The Women in the stories face their challenges with an extraordinary blend of intelligence, skepticism, and hope Each story shows the entanglement of cause and effect, however these causes and effects are not those of the physical world. They are causes and effects of the movements of the psyche and the actions of the heart--not hammer hits nail, nail penetrates 2X4, but, why is the hammer being held at a certain angle and why is the hammer striking an empty bag and why is the man or woman grasping the hammer in the first place?.

The stories flow with unexpectedness and sometimes a touch or more than a touch of absurdity.

Here are excerpts from a review by Jim Bartley in the Globe & Mail


"[She} quickly knocks the conventional out of the ballpark.

Ninety East takes place in two simultaneous streams of consciousness, each in a vehicle hurtling along a four-lane blacktop. In a single 19-page paragraph, Kuby shifts smoothly between inner worlds: a trucker on a long haul in his 18-wheeler; a woman heading out of Cleveland in her aging Mustang. Speed is the contentious - finally quite superficial - core of their relationship. The hermetic world of solo long-distance driving is Kuby's frame for a portrait of isolation and loneliness, and the heart's risky leap toward new hope.

Poison is a web of complexities. A self-diagnosed paranoiac believes that her tenant, a Turkish medical researcher, is trying to kill her. Thematically dense, and made more enigmatic by its narrator's wild suspicions and garbled logic, the story probes deeply buried currents of racism, making a segue into questions of Jewish denial and acquiescence during the approach of the Holocaust.

Body Image: A Fable is the fabulist's chatty take on a mid-life "fat virgin" housewife. Brenda's husband shakes her awake one morning with the words, "I'm leaving."
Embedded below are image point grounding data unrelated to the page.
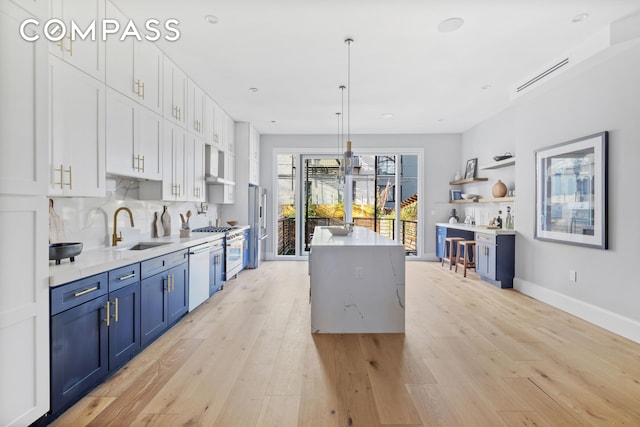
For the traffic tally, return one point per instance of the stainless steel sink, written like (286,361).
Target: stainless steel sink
(143,246)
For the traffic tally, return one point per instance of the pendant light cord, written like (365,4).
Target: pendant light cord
(349,41)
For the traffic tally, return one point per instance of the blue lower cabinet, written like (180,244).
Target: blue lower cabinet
(79,352)
(165,299)
(245,247)
(124,327)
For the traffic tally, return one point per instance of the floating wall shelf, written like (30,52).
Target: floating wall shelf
(501,164)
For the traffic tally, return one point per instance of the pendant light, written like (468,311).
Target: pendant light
(348,154)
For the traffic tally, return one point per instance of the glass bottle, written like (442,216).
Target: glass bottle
(509,220)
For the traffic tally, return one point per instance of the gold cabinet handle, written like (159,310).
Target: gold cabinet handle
(115,316)
(140,89)
(60,170)
(70,50)
(108,308)
(86,291)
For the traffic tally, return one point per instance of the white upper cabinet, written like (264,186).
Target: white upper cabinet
(174,184)
(134,139)
(38,8)
(88,54)
(196,108)
(194,167)
(254,156)
(77,138)
(174,93)
(211,136)
(23,107)
(134,67)
(218,126)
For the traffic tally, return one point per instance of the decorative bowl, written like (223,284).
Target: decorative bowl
(58,251)
(503,157)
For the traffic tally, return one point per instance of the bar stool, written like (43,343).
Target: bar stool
(466,251)
(450,243)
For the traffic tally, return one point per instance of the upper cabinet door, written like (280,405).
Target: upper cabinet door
(147,78)
(175,93)
(134,68)
(77,139)
(23,107)
(88,54)
(229,134)
(196,99)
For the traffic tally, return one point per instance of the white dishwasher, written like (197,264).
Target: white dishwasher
(198,274)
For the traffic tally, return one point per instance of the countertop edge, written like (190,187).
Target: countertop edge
(101,260)
(477,229)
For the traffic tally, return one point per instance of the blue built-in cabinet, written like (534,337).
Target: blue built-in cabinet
(100,322)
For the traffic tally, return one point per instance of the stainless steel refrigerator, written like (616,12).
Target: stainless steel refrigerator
(258,223)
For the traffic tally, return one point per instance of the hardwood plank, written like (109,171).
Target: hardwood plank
(356,404)
(84,411)
(318,398)
(279,411)
(383,354)
(130,403)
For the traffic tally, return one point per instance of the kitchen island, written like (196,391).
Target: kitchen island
(357,283)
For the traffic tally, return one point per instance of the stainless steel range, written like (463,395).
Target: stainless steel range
(234,238)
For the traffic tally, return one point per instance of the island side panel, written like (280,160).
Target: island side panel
(358,290)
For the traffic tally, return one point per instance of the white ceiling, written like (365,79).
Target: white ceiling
(293,51)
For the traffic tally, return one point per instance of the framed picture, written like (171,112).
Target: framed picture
(571,192)
(470,170)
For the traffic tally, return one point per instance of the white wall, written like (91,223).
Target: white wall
(601,95)
(441,158)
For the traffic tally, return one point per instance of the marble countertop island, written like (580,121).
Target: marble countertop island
(357,283)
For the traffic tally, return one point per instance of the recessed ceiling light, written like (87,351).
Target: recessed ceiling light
(449,25)
(580,17)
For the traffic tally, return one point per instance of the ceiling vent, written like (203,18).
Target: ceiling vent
(586,50)
(543,75)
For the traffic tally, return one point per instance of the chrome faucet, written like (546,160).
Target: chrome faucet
(115,238)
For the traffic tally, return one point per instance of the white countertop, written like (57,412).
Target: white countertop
(360,236)
(477,228)
(97,261)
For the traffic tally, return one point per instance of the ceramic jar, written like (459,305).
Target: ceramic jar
(499,189)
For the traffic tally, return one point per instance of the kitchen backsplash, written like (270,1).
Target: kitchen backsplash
(90,220)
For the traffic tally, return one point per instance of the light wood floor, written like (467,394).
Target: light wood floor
(472,355)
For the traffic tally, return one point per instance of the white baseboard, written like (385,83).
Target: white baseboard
(606,319)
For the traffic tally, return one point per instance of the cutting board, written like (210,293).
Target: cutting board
(56,227)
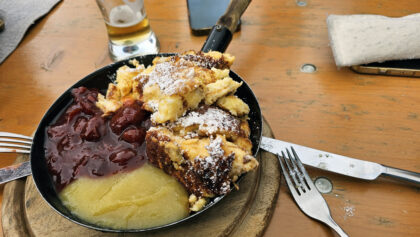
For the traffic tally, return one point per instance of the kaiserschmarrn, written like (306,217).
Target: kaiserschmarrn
(200,133)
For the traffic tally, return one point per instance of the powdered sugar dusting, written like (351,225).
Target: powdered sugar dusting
(211,121)
(170,77)
(215,148)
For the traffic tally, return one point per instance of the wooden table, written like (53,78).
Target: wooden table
(374,118)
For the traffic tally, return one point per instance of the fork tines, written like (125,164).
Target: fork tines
(14,143)
(301,181)
(303,190)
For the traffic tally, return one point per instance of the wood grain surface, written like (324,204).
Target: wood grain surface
(375,118)
(244,212)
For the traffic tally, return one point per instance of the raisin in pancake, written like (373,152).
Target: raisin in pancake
(206,150)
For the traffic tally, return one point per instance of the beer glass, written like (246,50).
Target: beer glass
(128,29)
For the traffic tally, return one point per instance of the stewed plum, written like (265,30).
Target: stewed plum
(84,142)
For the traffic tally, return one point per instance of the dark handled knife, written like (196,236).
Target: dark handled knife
(337,163)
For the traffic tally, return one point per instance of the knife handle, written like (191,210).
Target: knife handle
(402,174)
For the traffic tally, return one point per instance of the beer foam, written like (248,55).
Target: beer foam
(124,16)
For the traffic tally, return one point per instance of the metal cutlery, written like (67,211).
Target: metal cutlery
(339,164)
(304,192)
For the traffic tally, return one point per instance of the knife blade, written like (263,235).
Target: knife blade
(337,163)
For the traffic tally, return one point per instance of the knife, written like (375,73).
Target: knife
(320,159)
(337,163)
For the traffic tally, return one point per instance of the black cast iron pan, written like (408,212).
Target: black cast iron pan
(218,40)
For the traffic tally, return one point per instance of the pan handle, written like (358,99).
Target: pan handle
(16,171)
(221,34)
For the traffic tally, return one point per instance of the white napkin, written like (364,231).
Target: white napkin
(18,16)
(360,39)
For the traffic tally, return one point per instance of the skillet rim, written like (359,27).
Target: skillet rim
(39,137)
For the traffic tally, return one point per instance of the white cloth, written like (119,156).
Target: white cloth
(360,39)
(18,16)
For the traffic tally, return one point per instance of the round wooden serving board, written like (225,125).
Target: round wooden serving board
(244,212)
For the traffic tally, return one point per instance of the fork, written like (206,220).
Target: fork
(304,192)
(14,143)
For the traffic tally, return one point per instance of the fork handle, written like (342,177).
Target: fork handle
(331,223)
(402,174)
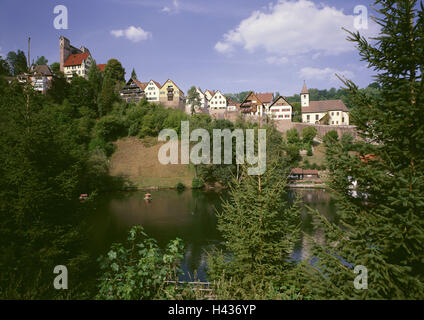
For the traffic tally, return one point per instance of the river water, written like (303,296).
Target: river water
(189,215)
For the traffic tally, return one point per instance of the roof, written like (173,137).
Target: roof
(302,171)
(76,59)
(174,85)
(142,85)
(265,97)
(304,89)
(157,84)
(324,106)
(43,69)
(280,101)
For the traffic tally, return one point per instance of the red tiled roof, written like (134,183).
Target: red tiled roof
(101,67)
(324,106)
(304,89)
(142,85)
(76,59)
(265,97)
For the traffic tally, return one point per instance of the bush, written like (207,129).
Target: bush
(180,186)
(139,269)
(197,183)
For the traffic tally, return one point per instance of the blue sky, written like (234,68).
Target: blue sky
(226,45)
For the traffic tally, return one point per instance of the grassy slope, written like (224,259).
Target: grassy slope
(137,160)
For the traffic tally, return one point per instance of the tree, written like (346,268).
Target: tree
(95,78)
(259,227)
(193,99)
(41,218)
(107,96)
(4,68)
(55,67)
(114,71)
(381,225)
(17,62)
(292,136)
(41,61)
(308,135)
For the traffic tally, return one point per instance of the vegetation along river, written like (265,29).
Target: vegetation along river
(189,215)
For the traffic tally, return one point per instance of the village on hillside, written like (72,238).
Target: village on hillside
(77,62)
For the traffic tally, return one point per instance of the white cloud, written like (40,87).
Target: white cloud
(134,34)
(174,8)
(293,28)
(309,73)
(277,60)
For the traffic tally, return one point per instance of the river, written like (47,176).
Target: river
(189,215)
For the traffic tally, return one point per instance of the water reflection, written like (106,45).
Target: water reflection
(189,215)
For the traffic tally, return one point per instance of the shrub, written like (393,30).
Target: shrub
(180,186)
(197,183)
(139,269)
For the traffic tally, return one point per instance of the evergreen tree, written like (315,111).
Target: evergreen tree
(107,96)
(193,99)
(382,222)
(17,62)
(259,227)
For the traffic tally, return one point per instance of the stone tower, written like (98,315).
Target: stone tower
(304,96)
(65,51)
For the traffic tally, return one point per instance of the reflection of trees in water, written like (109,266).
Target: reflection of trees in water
(317,200)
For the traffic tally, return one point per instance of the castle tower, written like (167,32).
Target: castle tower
(65,51)
(304,96)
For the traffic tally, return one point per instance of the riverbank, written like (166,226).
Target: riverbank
(137,162)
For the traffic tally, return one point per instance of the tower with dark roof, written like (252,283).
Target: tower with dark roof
(304,96)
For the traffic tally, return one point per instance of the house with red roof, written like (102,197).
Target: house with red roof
(327,112)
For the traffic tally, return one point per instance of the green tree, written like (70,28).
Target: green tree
(260,229)
(382,227)
(193,99)
(95,78)
(41,61)
(4,68)
(55,67)
(17,62)
(115,71)
(292,136)
(41,218)
(308,135)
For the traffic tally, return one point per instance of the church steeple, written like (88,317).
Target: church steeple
(304,96)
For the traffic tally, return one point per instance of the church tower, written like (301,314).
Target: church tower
(304,96)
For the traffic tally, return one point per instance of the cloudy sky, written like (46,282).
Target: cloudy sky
(226,45)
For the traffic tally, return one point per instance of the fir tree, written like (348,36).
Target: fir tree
(382,220)
(260,228)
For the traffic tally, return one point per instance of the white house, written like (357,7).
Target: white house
(329,112)
(280,109)
(78,64)
(152,91)
(218,101)
(203,103)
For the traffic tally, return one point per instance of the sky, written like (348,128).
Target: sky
(226,45)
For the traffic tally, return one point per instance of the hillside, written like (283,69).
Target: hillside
(137,160)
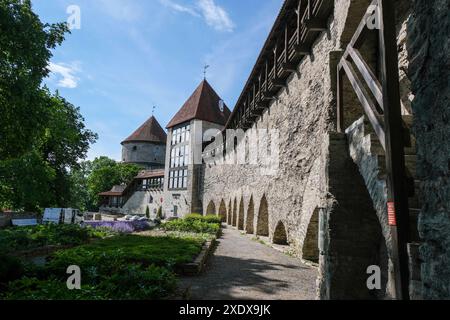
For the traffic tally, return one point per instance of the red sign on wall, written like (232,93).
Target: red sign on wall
(392,218)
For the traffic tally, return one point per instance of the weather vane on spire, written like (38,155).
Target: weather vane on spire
(205,69)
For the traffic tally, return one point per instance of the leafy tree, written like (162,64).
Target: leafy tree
(25,51)
(42,177)
(106,173)
(42,136)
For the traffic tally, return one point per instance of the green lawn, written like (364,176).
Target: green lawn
(120,267)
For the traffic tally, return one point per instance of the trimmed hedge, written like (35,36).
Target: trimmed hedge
(25,238)
(194,223)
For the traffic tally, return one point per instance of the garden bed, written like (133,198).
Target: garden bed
(120,226)
(119,266)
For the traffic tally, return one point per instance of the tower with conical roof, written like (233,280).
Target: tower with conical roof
(203,110)
(146,146)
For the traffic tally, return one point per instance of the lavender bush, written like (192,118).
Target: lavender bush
(120,226)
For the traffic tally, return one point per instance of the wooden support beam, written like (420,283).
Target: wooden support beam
(289,66)
(316,24)
(277,82)
(268,97)
(302,50)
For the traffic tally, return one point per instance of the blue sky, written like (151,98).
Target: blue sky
(131,55)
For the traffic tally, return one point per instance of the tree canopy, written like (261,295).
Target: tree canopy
(42,135)
(25,51)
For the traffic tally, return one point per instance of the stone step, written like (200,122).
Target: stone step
(377,148)
(411,164)
(408,119)
(413,223)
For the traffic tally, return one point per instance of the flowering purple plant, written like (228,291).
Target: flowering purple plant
(120,226)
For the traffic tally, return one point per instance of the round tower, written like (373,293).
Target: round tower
(146,146)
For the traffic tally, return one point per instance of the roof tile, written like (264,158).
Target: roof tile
(202,105)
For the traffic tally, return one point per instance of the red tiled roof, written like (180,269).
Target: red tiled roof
(146,174)
(116,191)
(202,105)
(150,131)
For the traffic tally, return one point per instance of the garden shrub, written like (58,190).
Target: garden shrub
(191,225)
(120,226)
(207,219)
(10,268)
(23,238)
(110,255)
(49,289)
(131,282)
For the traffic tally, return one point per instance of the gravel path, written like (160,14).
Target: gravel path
(245,269)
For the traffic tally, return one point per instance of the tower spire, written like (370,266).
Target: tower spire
(205,68)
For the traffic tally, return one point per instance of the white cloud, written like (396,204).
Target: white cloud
(122,10)
(66,74)
(213,14)
(179,7)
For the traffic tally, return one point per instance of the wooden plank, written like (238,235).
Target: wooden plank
(316,24)
(372,82)
(395,157)
(361,32)
(366,101)
(289,66)
(302,49)
(277,82)
(340,99)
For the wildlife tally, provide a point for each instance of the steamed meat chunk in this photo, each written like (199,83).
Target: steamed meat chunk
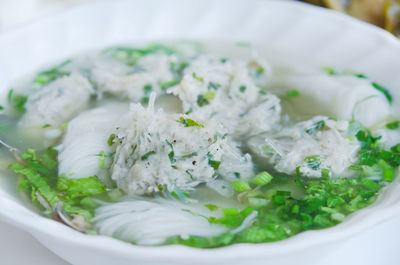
(156,151)
(226,90)
(84,151)
(315,146)
(136,82)
(57,102)
(343,96)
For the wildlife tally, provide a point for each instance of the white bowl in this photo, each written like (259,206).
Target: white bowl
(323,36)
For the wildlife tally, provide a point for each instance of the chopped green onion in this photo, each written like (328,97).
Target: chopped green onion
(147,155)
(393,125)
(313,162)
(209,95)
(230,211)
(190,123)
(319,125)
(165,85)
(258,202)
(384,91)
(241,186)
(212,85)
(200,79)
(262,178)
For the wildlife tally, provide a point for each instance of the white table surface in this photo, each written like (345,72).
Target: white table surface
(19,248)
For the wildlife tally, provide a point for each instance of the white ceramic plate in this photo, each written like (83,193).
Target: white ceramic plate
(322,36)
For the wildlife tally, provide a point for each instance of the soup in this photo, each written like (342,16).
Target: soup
(198,144)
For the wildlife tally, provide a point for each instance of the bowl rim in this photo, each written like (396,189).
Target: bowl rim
(37,224)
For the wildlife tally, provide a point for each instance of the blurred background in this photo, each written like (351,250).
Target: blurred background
(383,13)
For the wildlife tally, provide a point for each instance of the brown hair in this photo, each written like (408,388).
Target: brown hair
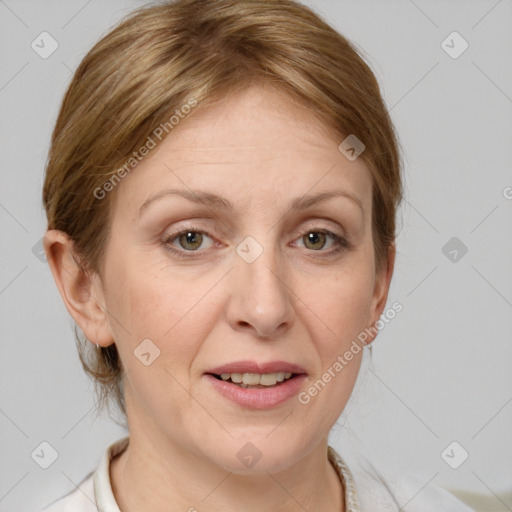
(162,56)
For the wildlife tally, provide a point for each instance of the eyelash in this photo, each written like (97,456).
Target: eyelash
(342,243)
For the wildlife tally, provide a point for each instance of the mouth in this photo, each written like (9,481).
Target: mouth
(255,380)
(257,386)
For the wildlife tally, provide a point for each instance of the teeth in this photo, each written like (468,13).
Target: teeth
(255,379)
(252,379)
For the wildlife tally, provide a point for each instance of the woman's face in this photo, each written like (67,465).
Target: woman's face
(253,285)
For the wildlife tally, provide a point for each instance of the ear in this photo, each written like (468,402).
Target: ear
(81,290)
(381,289)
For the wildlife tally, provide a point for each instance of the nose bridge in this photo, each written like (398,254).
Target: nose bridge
(261,296)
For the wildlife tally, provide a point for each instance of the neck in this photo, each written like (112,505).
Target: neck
(146,478)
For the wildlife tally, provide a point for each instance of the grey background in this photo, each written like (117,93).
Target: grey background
(441,370)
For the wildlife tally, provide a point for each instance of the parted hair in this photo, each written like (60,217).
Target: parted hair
(158,58)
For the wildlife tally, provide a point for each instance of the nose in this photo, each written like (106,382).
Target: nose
(260,301)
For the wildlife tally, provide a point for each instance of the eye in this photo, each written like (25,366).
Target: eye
(189,239)
(316,239)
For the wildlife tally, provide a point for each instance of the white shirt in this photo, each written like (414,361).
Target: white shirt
(366,490)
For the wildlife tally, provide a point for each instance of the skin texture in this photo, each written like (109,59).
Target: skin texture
(297,302)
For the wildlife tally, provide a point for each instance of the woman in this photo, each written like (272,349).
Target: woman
(221,194)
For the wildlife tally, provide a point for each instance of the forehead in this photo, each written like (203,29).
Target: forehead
(256,146)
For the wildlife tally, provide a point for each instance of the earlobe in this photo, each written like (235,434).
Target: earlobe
(80,290)
(381,289)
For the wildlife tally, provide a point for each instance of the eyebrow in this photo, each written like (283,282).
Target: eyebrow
(215,201)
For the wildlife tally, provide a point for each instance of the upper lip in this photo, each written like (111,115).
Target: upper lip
(254,367)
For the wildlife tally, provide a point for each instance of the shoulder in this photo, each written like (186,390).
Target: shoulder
(80,500)
(391,490)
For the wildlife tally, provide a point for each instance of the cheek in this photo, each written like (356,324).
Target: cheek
(173,311)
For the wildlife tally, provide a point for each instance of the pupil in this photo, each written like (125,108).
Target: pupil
(190,238)
(315,238)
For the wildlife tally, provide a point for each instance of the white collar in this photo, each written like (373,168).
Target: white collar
(106,501)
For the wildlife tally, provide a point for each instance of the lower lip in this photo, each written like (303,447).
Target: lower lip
(258,398)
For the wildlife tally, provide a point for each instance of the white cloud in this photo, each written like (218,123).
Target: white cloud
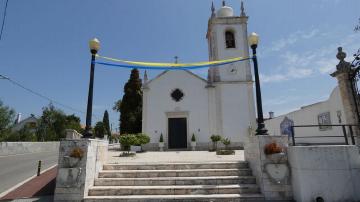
(292,39)
(305,64)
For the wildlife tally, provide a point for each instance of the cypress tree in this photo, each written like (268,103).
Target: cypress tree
(107,125)
(131,105)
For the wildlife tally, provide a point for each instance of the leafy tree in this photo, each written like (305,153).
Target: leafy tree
(142,139)
(53,122)
(127,140)
(6,116)
(107,125)
(131,105)
(215,139)
(99,129)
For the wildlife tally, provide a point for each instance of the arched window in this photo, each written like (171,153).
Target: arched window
(229,39)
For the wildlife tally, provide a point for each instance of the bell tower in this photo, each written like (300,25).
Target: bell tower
(227,38)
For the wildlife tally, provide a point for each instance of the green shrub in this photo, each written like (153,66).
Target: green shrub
(127,140)
(226,142)
(193,139)
(142,139)
(215,139)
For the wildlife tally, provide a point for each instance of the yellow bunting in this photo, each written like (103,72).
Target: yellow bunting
(155,64)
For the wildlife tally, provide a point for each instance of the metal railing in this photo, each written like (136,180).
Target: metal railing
(345,135)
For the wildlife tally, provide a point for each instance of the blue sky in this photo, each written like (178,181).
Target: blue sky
(45,47)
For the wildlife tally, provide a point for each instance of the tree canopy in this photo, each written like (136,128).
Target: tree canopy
(131,105)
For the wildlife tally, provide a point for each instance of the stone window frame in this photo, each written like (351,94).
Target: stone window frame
(175,99)
(233,34)
(324,118)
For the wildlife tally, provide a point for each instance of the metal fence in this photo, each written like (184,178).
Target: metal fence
(345,135)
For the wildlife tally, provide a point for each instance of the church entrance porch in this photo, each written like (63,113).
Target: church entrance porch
(177,133)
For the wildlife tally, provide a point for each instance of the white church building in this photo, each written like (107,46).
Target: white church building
(178,104)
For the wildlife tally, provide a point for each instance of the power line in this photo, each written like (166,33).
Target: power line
(3,22)
(43,96)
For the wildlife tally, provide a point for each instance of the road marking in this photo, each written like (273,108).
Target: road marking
(26,154)
(23,182)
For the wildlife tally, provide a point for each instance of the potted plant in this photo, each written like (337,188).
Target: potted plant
(274,151)
(74,158)
(161,142)
(126,141)
(193,142)
(215,139)
(226,151)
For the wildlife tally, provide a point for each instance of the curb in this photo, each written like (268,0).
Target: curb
(25,181)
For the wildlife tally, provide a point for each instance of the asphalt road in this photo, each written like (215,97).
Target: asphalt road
(17,168)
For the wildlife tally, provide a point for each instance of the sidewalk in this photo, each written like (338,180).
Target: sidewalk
(39,186)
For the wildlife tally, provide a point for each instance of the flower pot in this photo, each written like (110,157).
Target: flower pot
(277,157)
(161,146)
(71,162)
(193,145)
(135,148)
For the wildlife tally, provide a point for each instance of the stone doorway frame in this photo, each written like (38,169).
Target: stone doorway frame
(176,114)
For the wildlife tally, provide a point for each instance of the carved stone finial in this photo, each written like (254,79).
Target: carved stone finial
(212,9)
(242,9)
(340,55)
(343,66)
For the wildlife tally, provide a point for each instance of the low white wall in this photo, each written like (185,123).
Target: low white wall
(330,172)
(12,148)
(308,115)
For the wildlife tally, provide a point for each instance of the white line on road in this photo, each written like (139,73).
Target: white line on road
(23,182)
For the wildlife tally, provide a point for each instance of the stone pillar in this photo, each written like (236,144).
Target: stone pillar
(272,172)
(343,74)
(76,175)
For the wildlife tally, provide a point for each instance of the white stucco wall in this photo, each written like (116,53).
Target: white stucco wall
(13,148)
(308,115)
(218,50)
(330,172)
(237,110)
(159,104)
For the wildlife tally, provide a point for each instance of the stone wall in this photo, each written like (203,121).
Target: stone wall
(73,181)
(272,172)
(330,172)
(13,148)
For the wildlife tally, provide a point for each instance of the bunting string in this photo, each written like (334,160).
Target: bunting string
(166,66)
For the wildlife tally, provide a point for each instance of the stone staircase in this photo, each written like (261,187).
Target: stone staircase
(210,181)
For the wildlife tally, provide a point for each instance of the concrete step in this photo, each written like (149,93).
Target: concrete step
(173,173)
(174,190)
(156,181)
(177,166)
(187,198)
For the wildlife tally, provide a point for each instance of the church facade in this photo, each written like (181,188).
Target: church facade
(178,104)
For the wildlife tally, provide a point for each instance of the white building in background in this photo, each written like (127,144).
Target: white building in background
(178,104)
(329,112)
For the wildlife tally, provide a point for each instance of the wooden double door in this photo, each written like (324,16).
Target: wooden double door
(177,133)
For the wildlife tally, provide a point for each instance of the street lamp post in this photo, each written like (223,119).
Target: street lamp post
(253,42)
(94,45)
In Mysterious Infestations, a Cleveland journalist receives an anonymous 14-page missive describing a woman's bodily infestation with centipedes (they emerge from every orifice) and her plan to escape the curse with an unspecified "self-disposal."  Destroying my body [the character says] would be my escape hatch - life's anus, life's tear duct."

The closing story's tragic absurdity is straight from the book of life. A man murders a congenitally disabled child out of compassion and does his jail time, loved and supported through it by the child's mother. When the killer is disabled by his own hand, chance turns his injury into a sort of freedom.